In general, whether there is a role of response-related processing in the contextual cueing effect of low contrast remains to be further examined. But at least in high-contrast displays, our study did not observe facilitation from response-related processing. Congruently, Harris and Remington (2017) suggested that even in a parallel-search condition, the contextual cueing effect did not benefit from the phase of response selection. By contrast, Zhao et al. (2012) found that facilitation of response selection also played a role, although the role was small. One possible reason for our high-contrast trials lacking facilitation from response selection was the weak contextual cueing effect (the RTs benefit was only 26 ms). RTs in the study by Zhao et al. (2012) benefitted by around more than 100 ms. Since the total benefit was very small, it was hard to find a statistically significant difference even there was a role of response-related processing. Another possible reason was the difference in stimuli between Zhao et al. (2012) and our study. They used corrected displays, in which the size of each item was equal according to the eccentricity from the fixation point. However, the displays used by us were the most common one, as in Chun and Jiang (1998). As a result, future research needs find out the condition in which response-related processing plays a role.
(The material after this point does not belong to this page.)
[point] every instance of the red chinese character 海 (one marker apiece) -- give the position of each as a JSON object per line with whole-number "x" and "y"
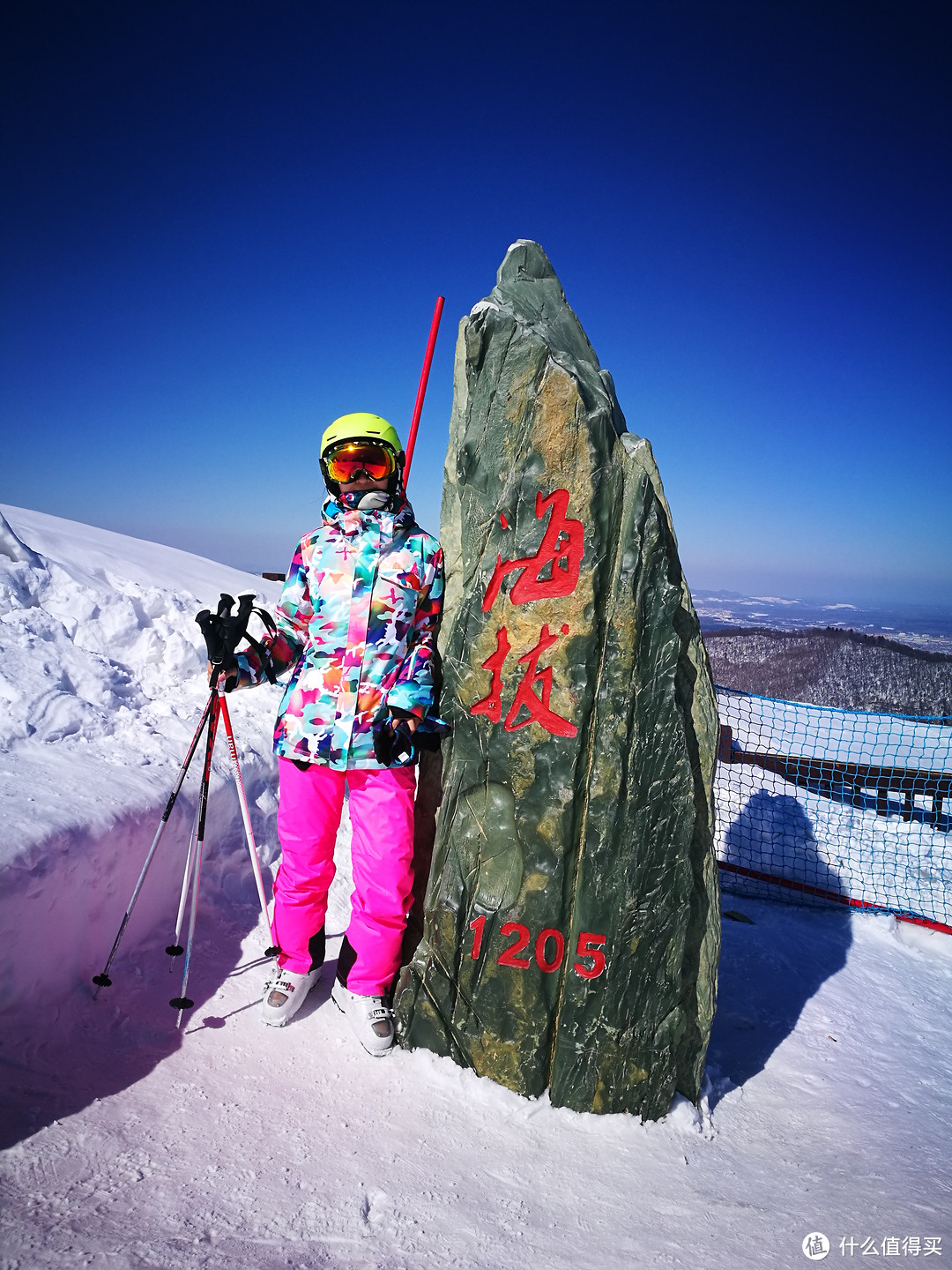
{"x": 492, "y": 705}
{"x": 562, "y": 549}
{"x": 536, "y": 704}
Similarly, with regard to the controversy between Zhao et al. (2012) and Harris and Remington (2017) about the role of response selection, one of the reasons was also their different stimuli. The stimuli used by Harris and Remington (2017) were the same as ours, the most common ones, as in Chun and Jiang (1998). Maybe corrected displays used by Zhao et al. (2012) made the role of response selection more likely to occur, because the size of each item was equal according to the eccentricity from the fixation point, and participants tend to make less eye movements, leaving more room for response-related processes to play a role. Another possible reason was the specific parameter, proxy for response-related process. Zhao et al. (2012) defined it as the time between the last eye fixation and response, while Harris and Remington (2017) defined it as the time between when the eyes first fixate the target and the response. It is possible that the last eye fixation is not the first time of it landing on a target, as we found in our data of eye movements, sometimes participants fixated the target, moved away, and then returned before responding. However, the ambiguity in defining the proxy for the response-related process is a problem inherent to all eye-tracking studies, as noted by Sisk, Remington, and Jiang (2019). So, maybe we need to find new methods to examine the role of response-related processing.
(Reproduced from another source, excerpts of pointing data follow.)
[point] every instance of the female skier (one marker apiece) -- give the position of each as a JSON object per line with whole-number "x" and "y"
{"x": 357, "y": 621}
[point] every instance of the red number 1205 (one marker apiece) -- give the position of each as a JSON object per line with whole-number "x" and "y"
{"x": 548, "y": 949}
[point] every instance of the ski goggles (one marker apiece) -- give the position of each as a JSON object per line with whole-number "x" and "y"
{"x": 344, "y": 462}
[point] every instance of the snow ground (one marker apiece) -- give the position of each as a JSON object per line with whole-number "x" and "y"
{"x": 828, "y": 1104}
It is worth nothing that one of our experimental hypotheses may be puzzling or controversial: the amount of contextual cueing effect would be greater in low- than in high-contrast if there is a role of perceptual processing. One could think that the attentional guidance and response-related processing perhaps play different roles in different display contrast, in other words, the greater contextual cueing effect of low-contrast displays may due to other factors (such as attentional guidance, response-related process) instead of perceptual processing. Indeed, we think that it is possible according to our eye-movement data, but we could not know this before our experiments. In addition, before implementation of the experiments, we had preconceived that even if this is the case, we still can use our eye-movement data (initial saccade latency) to examine whether initial perceptual processing plays a role in the contextual cueing effect.

In sum, this study validates the role of perceptual processing in the contextual cueing effect as long as the perceptual processing time is prolonged, moreover, in favor of the attentional guidance hypothesis. As a whole, we speculate that whether the contextual cueing effect benefits from improved perceptual processing and/or attentional guidance and/or improved response-related processing, depends on the time during which the corresponding phase proceeds. If a specific phase needs more time to proceed, the corresponding factor will play a larger role. This needs further investigation in future studies.